In retrospect, she said, “I would have 100% gone to a community college to start out.”

‘I have this debt for no reason’

“Sometimes it is hard for me to believe I have $35,000 in debt because I did all the things they tell you to do not to get in debt,” Debora Charmelus said.

She chose Temple University due to its proximity to her family’s home in the Northeast. She commuted all four years. While in school, she worked two jobs — one as a sales associate at Old Navy and the other as an intern for the Fox School of Business. She received a Pell grant (which would have made her eligible for $20,000 in cancellation under Biden’s plan, had it not been blocked by the Supreme Court) and didn’t take out any cost-of-living loans except for books.

And, until the pause, she made income-driven repayments, which ranged from near $0 when she was unemployed to $200 when she was making $32,000 a year.

Now, the resumption of payments, which are set to be more than $200 a month, weighs on her.

“I don’t really have a plan at this point,” she said. “I’m working to do the SAVE program, but it just feels really frustrating because I don’t see the light at the end of the tunnel.”

“I know $35,000 isn’t as bad as other people,” she said. “What I’m afraid of is I’m going to have these $200 to $300 payments, and I’m going to pay them for however many years, and I’m not going to make a dent.”

As someone who is self-employed, running her own production agency, she is especially worried because her income can vary from month to month.

“I feel like they don’t really have a solution yet for people who are self-employed,” she said. “I know in January and February that is going to feel a little tighter for me.”

Charmelus pays $1,000 a month in rent and is putting off buying a car. She plans to heat her home with an electric heater this winter to avoid the nearly $300 gas bills she’s been getting for her small apartment.

“I strongly considered going back to school to get a master’s degree … but I just don’t want to accrue more debt,” she said. “Now that I’m an entrepreneur, it really does feel like I have this debt for no reason. I don’t want to say college was completely pointless, but the work I do now doesn’t have anything to do with my [communications studies] degree.”

‘I was hoping the Biden plan would pull through’

At the end of last summer, amid the pandemic pause, Muriel Movida took $2,000 of internship earnings and made a single payment toward the debt she accrued getting her master’s degree. Then for about a year, she said, she didn’t look at her account.

“I was hoping the Biden plan would pull through, “ she said, and cancel $10,000 of her debt. But “the realist in me was like ‘this isn’t going to happen.’”

The realist was right, and this fall, Movida has found herself reassessing her monthly budget to make room for the $400 payments she will be making with the SAVE plan, which cut down her payments after accounting for how much discretionary income she has.

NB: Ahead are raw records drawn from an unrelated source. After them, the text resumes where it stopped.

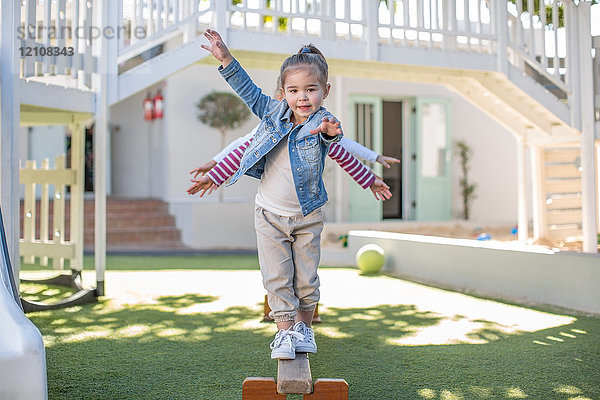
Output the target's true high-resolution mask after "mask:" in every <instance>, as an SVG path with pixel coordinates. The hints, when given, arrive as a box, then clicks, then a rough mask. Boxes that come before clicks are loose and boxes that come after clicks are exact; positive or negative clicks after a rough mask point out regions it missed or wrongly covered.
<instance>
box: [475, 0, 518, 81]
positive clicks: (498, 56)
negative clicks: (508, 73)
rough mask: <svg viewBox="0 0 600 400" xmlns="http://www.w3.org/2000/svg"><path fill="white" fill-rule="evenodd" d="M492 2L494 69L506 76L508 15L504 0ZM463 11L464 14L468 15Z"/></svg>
mask: <svg viewBox="0 0 600 400" xmlns="http://www.w3.org/2000/svg"><path fill="white" fill-rule="evenodd" d="M493 1H494V8H493V10H494V14H495V15H494V19H493V20H494V24H495V26H496V65H497V66H496V68H497V70H498V72H501V73H503V74H505V75H507V74H508V51H507V47H508V14H507V11H506V0H493ZM468 12H469V11H468V10H465V13H468Z"/></svg>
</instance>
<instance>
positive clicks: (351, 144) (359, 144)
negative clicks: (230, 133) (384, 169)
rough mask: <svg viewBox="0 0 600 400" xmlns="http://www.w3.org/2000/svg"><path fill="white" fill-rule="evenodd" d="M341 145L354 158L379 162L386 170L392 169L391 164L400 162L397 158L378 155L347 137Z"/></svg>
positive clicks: (364, 146) (372, 151) (343, 140)
mask: <svg viewBox="0 0 600 400" xmlns="http://www.w3.org/2000/svg"><path fill="white" fill-rule="evenodd" d="M340 145H342V146H344V148H345V149H346V150H348V151H349V152H350V153H352V154H353V155H354V156H356V157H360V158H363V159H365V160H367V161H370V162H378V163H379V164H381V165H383V166H384V167H386V168H390V166H391V165H390V164H396V163H399V162H400V160H398V159H397V158H394V157H389V156H384V155H380V154H377V153H376V152H374V151H373V150H371V149H369V148H367V147H365V146H363V145H362V144H360V143H358V142H357V141H354V140H352V139H348V138H347V137H345V136H344V137H343V138H342V139H341V140H340Z"/></svg>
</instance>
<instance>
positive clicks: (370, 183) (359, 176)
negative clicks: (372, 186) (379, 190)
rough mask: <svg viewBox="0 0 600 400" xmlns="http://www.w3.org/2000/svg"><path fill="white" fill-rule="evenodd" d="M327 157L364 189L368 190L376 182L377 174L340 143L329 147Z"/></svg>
mask: <svg viewBox="0 0 600 400" xmlns="http://www.w3.org/2000/svg"><path fill="white" fill-rule="evenodd" d="M327 155H328V156H329V157H331V159H332V160H334V161H335V162H337V163H338V164H339V165H340V167H342V169H343V170H344V171H346V172H347V173H348V175H350V176H351V177H352V179H354V180H355V181H356V183H358V184H359V185H360V187H362V188H363V189H366V188H368V187H369V186H371V185H372V184H373V182H374V181H375V179H376V178H375V174H373V172H371V170H370V169H369V168H367V167H366V166H365V165H364V164H363V163H361V162H360V161H358V159H357V158H356V157H354V156H353V155H352V154H350V152H348V151H347V150H346V149H345V148H344V147H342V146H340V144H339V143H333V144H332V145H331V146H329V153H328V154H327Z"/></svg>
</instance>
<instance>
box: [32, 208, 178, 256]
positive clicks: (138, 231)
mask: <svg viewBox="0 0 600 400" xmlns="http://www.w3.org/2000/svg"><path fill="white" fill-rule="evenodd" d="M21 209H22V211H21V230H22V229H23V227H22V225H23V222H22V221H23V214H24V210H23V203H22V204H21ZM36 209H37V212H36V237H40V218H41V216H40V209H41V205H40V202H39V201H38V202H37V205H36ZM168 210H169V206H168V204H167V203H165V202H163V201H161V200H156V199H116V198H109V199H107V203H106V211H107V213H106V236H107V238H106V243H107V247H108V248H109V250H110V249H113V248H122V249H131V248H135V249H144V248H147V249H151V248H160V249H166V248H172V249H184V248H186V247H185V246H184V245H183V243H181V232H180V231H179V229H177V227H176V225H175V218H174V217H173V216H172V215H170V214H169V213H168ZM94 212H95V211H94V201H93V200H86V201H85V203H84V243H85V247H86V248H87V249H91V248H93V245H94V225H95V221H94V219H95V215H94ZM53 215H54V214H53V203H52V201H50V202H49V230H50V231H52V229H53ZM51 235H52V232H49V237H51ZM65 238H66V239H67V240H68V239H69V238H70V203H69V201H67V202H66V204H65Z"/></svg>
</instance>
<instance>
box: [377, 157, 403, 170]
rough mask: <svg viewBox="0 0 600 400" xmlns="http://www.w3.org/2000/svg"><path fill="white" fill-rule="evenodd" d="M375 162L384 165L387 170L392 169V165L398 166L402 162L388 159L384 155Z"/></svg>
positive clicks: (394, 158)
mask: <svg viewBox="0 0 600 400" xmlns="http://www.w3.org/2000/svg"><path fill="white" fill-rule="evenodd" d="M375 161H377V162H378V163H379V164H381V165H383V166H384V167H386V168H389V167H391V165H390V164H397V163H399V162H400V160H398V159H397V158H394V157H388V156H384V155H380V156H377V159H376V160H375Z"/></svg>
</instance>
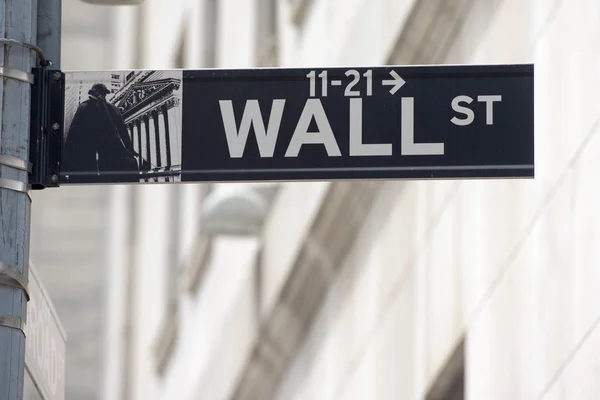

Every month, Movida pays about $1,000 in rent for the apartment she shares with her boyfriend, as well as about $500 for her car payment and insurance.

To make room for the extra $400, she canceled her $70 monthly ClassPass fitness membership, opting instead to take advantage of a $30 multi-gym membership program offered through her insurance and shopped around for cheaper car insurance, saving $100 a month.

Movida has been trying, too, to be more disciplined about eating at home and packing her lunch, instead of splurging at Reading Terminal Market near her coworking space. Already this year, she has been going out with friends less, which has benefited her mental and physical health as well as her wallet.

“My first impulse is always ‘Let’s go to happy hour,’” she said. “I’m kind of just redirecting and trying to find other activities.”

She’s grateful, she said, that she only has graduate school loans; thanks to scholarships and help from her parents, she didn’t have to take out undergraduate loans.